Measured this way, we get a perspective of how small defense budgets can be per person, even if the total expenditure is large.

For example, India has the fourth-highest total defense expenditure in 2022, but because of its massive population only sets aside $53 per resident for its military, putting it solidly at the bottom third of the per-capita rankings.

Patterns Revealed By Measuring Military Spend

Changing how we look at a country’s military budget can reveal a lot more than just looking at absolute numbers.

For example, the Middle East is the region with the highest spenders on defense as a percentage of their GDP, giving us insight into regional security concerns.

Countries from the medium group of military spending—including parts of Eastern Europe, sub-Saharan Africa, and South Asia—highlight past or recent conflict zones between neighbors, countries with internal strife, or countries wary of a regional aggressor. Ukraine’s average per capita military spend, for example, was just $122.4 from 2018 to 2021. The next year, it jumped nearly 10 times to $1,018.66 per person after Russia’s invasion.

In fact, European military spending saw its sharpest one-year jump in 30 years as a direct result of the war.

Alongside European anxieties, ongoing tension between China and Taiwan has also contributed to increased military spending in Asia and Oceania. Will these budgets continue their dramatic ascent or will they rise evenly alongside their relative economies in 2023?

Data note: For these comparisons, the creator is calculating five-year averages (using data from 2018-2022) for military spending as a percentage of GDP and per-capita military spending for each country. The military expenditure data is pulled from Stockholm International Peace Research Institute.

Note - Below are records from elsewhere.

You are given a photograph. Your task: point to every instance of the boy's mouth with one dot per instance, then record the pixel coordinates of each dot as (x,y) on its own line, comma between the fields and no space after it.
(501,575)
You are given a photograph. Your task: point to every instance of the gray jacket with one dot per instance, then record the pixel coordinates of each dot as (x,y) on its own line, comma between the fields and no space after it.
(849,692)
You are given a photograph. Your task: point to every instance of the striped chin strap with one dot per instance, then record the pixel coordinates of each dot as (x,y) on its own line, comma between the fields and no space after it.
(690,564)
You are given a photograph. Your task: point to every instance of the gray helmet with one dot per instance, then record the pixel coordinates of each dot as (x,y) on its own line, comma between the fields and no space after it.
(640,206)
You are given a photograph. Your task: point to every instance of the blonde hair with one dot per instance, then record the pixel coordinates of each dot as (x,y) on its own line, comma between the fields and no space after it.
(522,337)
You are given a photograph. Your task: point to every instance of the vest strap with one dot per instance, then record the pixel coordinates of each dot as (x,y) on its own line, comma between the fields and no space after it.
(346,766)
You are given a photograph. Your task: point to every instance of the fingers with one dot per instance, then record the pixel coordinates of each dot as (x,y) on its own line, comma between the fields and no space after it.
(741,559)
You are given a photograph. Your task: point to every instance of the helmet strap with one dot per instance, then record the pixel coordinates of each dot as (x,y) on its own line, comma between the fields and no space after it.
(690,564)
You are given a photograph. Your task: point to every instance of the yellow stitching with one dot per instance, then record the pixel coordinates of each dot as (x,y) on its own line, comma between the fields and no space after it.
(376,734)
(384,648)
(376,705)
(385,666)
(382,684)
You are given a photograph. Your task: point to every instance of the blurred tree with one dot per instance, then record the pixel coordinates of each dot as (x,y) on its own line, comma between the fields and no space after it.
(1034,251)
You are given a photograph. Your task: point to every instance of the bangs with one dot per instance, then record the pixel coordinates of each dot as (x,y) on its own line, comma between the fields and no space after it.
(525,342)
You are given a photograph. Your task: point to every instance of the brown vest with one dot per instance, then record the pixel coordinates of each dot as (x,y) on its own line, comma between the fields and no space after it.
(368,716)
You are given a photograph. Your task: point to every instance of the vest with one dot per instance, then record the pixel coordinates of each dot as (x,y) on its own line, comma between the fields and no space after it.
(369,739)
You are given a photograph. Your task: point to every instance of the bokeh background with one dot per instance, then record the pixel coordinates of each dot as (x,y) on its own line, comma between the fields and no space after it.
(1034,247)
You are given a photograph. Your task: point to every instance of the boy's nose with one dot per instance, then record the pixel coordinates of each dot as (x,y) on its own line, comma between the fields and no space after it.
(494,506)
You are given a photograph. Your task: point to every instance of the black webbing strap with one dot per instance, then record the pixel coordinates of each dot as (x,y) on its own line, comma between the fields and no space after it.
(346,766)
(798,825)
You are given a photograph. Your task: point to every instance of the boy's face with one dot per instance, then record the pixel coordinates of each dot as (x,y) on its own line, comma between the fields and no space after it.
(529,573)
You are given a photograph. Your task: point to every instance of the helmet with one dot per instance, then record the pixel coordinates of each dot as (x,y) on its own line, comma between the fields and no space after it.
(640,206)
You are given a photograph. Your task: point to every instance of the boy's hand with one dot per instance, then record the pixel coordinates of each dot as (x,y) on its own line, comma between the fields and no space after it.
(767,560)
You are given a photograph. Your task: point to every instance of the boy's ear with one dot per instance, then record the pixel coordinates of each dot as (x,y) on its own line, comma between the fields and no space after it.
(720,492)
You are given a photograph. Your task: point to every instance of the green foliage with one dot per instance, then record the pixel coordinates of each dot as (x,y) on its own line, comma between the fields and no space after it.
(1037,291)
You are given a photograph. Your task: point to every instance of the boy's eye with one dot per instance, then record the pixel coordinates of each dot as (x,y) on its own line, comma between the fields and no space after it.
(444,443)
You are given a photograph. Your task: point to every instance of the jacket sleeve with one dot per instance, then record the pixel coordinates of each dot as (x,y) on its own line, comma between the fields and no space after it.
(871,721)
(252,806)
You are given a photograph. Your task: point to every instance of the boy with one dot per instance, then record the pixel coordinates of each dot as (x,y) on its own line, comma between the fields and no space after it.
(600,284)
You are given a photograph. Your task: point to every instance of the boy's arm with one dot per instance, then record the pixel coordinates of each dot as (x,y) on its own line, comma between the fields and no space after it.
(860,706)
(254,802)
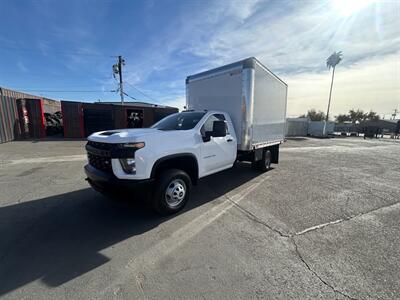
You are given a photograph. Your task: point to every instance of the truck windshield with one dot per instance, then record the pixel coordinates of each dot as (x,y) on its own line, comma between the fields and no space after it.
(179,121)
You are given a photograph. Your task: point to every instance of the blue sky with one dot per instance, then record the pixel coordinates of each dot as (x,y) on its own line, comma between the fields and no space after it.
(68,46)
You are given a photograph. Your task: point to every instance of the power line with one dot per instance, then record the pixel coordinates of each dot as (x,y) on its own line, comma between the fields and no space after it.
(46,52)
(67,91)
(130,96)
(147,96)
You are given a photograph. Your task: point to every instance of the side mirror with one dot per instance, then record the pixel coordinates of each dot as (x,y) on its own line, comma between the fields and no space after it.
(219,129)
(207,136)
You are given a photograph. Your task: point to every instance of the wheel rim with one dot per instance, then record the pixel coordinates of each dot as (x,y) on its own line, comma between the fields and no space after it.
(175,192)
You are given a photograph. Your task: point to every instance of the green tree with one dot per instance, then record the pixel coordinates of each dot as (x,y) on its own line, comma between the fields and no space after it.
(356,115)
(372,116)
(314,115)
(341,118)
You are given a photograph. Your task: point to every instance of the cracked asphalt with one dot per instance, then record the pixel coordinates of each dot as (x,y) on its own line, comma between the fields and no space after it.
(323,224)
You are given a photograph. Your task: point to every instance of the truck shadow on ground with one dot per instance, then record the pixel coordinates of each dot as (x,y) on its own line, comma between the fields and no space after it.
(59,238)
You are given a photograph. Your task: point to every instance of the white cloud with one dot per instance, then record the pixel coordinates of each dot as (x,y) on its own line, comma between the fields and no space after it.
(371,85)
(21,66)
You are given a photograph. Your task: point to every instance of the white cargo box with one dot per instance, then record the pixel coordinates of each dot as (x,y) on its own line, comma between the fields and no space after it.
(253,96)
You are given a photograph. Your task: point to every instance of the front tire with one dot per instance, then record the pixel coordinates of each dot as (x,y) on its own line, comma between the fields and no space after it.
(171,192)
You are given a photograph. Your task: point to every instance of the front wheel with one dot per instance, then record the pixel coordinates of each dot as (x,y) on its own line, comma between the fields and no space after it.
(172,191)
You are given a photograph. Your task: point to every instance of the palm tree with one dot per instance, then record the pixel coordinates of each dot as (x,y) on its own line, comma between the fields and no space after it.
(332,62)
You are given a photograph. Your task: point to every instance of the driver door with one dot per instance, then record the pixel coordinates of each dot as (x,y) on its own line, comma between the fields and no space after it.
(218,152)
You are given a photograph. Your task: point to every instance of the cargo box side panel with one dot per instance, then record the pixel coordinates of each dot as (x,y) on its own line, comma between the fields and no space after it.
(269,107)
(221,92)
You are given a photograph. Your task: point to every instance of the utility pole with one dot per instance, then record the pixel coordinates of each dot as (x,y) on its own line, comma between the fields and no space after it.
(117,69)
(394,114)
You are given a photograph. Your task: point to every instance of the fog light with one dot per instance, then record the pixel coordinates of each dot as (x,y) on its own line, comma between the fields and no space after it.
(128,164)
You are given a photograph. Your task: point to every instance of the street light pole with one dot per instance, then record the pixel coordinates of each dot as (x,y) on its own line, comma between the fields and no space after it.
(329,102)
(121,87)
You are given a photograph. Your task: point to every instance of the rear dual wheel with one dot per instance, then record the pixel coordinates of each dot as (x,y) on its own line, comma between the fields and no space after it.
(264,164)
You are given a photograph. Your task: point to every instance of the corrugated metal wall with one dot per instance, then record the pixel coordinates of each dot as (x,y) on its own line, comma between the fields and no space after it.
(72,119)
(10,123)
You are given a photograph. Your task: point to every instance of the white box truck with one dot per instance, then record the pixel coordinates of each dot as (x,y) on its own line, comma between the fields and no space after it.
(235,113)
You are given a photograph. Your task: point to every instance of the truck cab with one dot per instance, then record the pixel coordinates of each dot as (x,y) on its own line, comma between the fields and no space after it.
(182,147)
(174,153)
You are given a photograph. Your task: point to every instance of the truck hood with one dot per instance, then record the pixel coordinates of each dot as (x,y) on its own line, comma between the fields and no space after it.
(130,135)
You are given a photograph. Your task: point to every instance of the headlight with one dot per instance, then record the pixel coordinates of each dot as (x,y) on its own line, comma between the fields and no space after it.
(128,164)
(138,145)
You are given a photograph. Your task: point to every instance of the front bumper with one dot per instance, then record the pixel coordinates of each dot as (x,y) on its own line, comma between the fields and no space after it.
(101,180)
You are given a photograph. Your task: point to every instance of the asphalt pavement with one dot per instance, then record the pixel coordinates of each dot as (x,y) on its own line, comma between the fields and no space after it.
(322,224)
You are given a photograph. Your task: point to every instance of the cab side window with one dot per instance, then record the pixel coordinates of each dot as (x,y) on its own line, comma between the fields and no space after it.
(208,125)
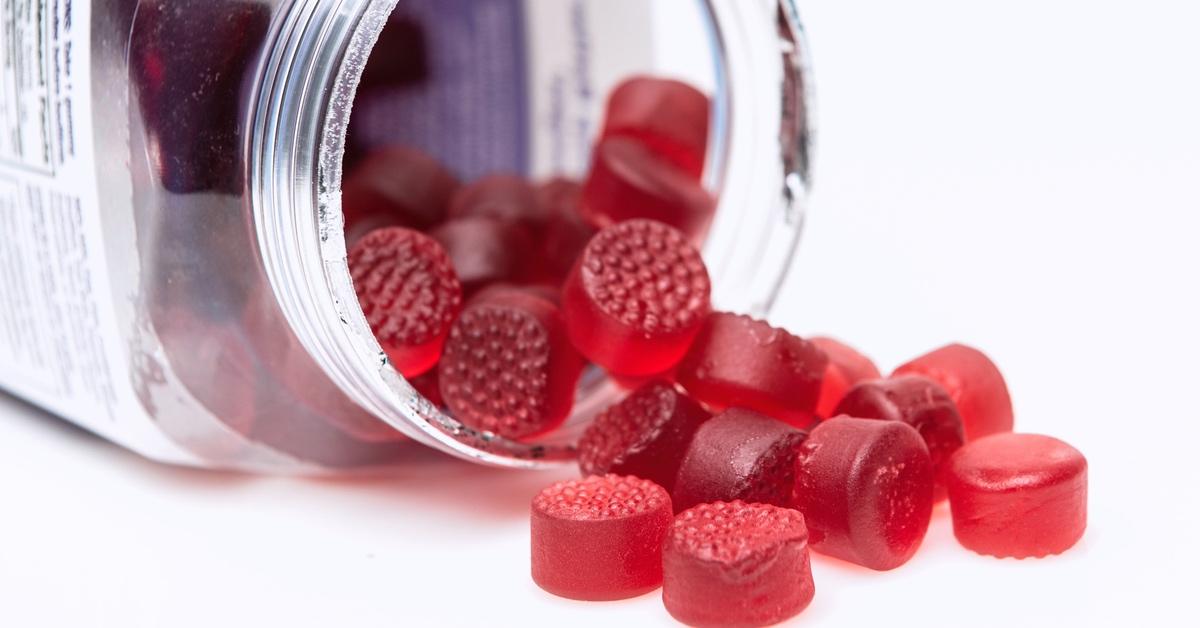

Data for some countries is missing or may vary significantly from official figures. Countries with up to
two years of missing data had averages calculated on the years available, while countries with three or more years of missing data have been removed from this dataset, including: Djibouti, Eritrea, North Korea, Laos, Libya, Somalia, Syria, Turkmenistan, UAE, and Yemen.

Please see SIPRI’s methodologies page for more details on how they collect their data and create estimates.